A SURGE in the optimism of senior corporate executives about the UK economy is failing to translate into more appetite for M&A, with less than a third of executives planning to buy a company this year, a survey has found.
Sentiment over the last six months has boomed across British boardrooms, with 58 per cent now saying that the outlook for the global economy is improving, compared to just 18 per cent who said so in October 2012.
Despite a huge increase in M&A activity in the US, more risk aversion and a dampened push for growth in the UK means about one in three expect to make an acquisition over the next year, down from a high of 52 per cent in October 2011, the figures from Ernst & Young (EY) show.
“What we are seeing is a ‘confidence paradox’ with planned activity contradicting expectations,” Jon Hughes, head of E&Y UK transaction advisory services practice said. “In the past few years, M&A volumes have de-coupled from historical indicators of deal activity – there are signs of improvement but caution remains.”
Figures released by Thomson Reuters last week showed worldwide M&A activity currently stands at about $650bn (£426.7bn), thanks to a spate of US mega deals including the proposed acquisition by cable network Dish of phone company Sprint Nextel.

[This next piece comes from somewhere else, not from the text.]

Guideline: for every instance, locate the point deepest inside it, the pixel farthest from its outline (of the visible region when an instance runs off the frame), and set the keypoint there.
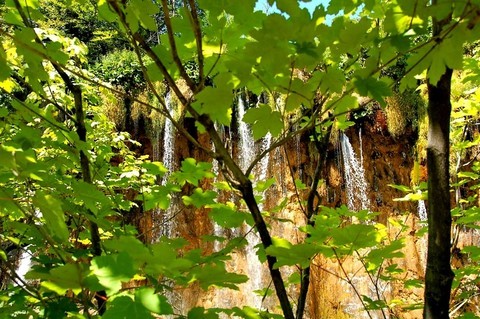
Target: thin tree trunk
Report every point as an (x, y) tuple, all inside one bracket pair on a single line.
[(439, 275)]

Despite about 60 per cent of UK executives polled believing the UK economy will grow between one and three per cent over the next year, a lower level believe there was a likelihood of closing an acquisition compared to six months ago, down to 25 per cent from 28 per cent.
One reason is price. Almost half believe the price of M&A assets will rise over the next year. Another is risk, with the report – which polled 1,600 executives – finding 35 per cent thought purchase price multiples were too high, compared to 18 per cent in October 2012.
While appetite to snap up firms is buoyant in the car industry, financial services and utility companies exhibited some of the lowest levels of interest in doing a deal, with just 15 per cent and 14 per cent respectively.